Machine learning (ML) algorithms are being increasingly used in Earth and Environmental modeling studies owing to the ever-increasing availability of diverse data sets and computational resources as well as advancement in ML algorithms. Despite advances in their predictive accuracy, the usefulness of ML algorithms for inference remains elusive. In this study, we employ two popular ML algorithms, artificial neural networks and random forest, to analyze a large data set of flood events across Germany with the goals to analyze their predictive accuracy and their usability to provide insights to hydrologic system functioning. The results of the ML algorithms are contrasted against a parametric approach based on multiple linear regression.
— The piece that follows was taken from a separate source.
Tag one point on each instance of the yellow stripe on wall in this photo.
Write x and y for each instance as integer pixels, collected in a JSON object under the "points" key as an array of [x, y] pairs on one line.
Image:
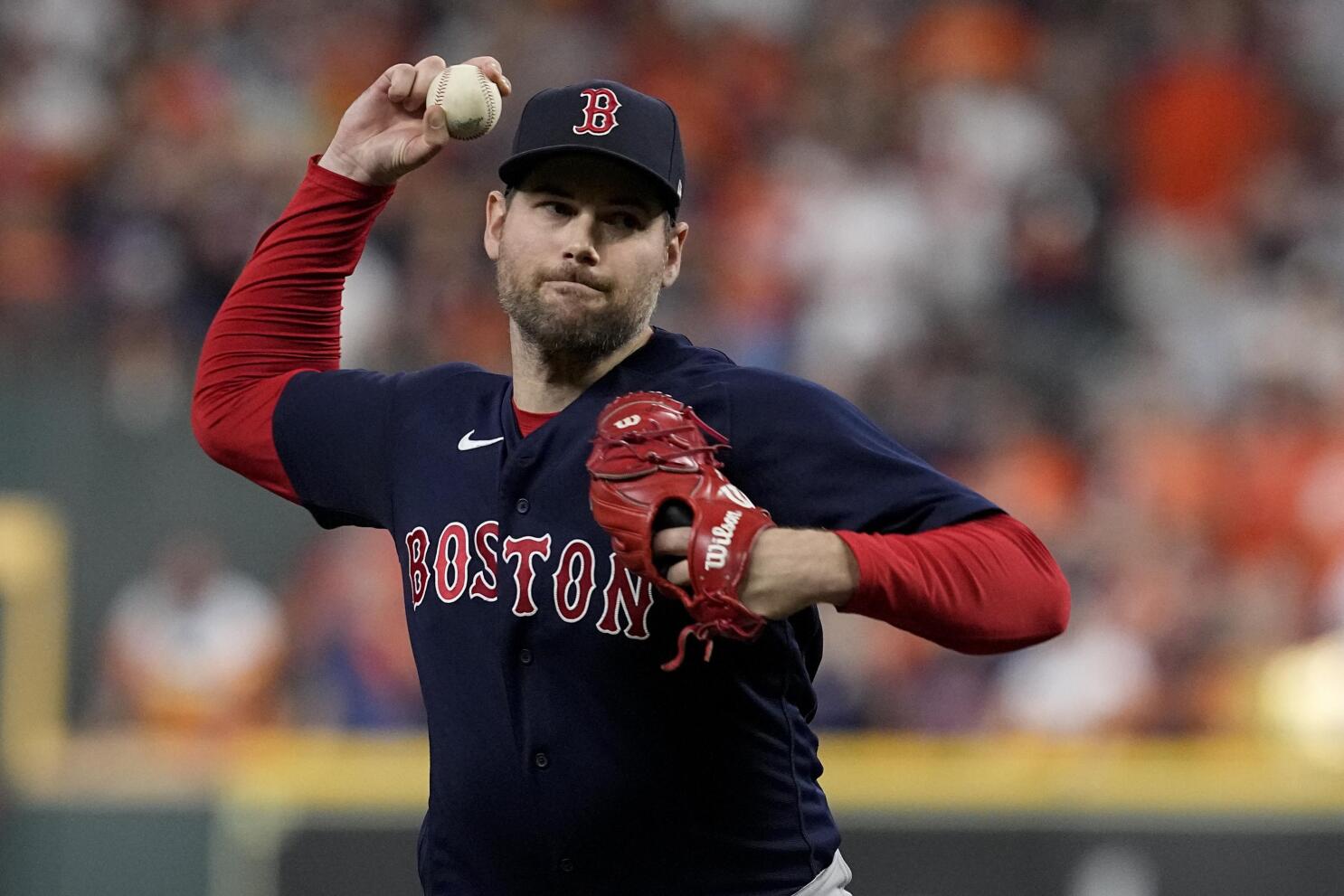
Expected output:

For analysis, we employ a model-agnostic framework named Permuted Feature Importance to derive the influence of models' predictors. This allows us to compare the results of different algorithms for the first time in the context of hydrology. Our main findings are that (1) the ML models achieve higher prediction accuracy than linear regression, (2) the results reflect basic hydrological principles, but (3) further inference is hindered by the heterogeneity of results across algorithms. Thus, we conclude that the problem of equifinality as known from classical hydrological modeling also exists for ML and severely hampers its potential for inference. To account for the observed problems, we propose that when employing ML for inference, this should be made by using multiple algorithms and multiple methods, of which the latter should be embedded in a cross-validation routine.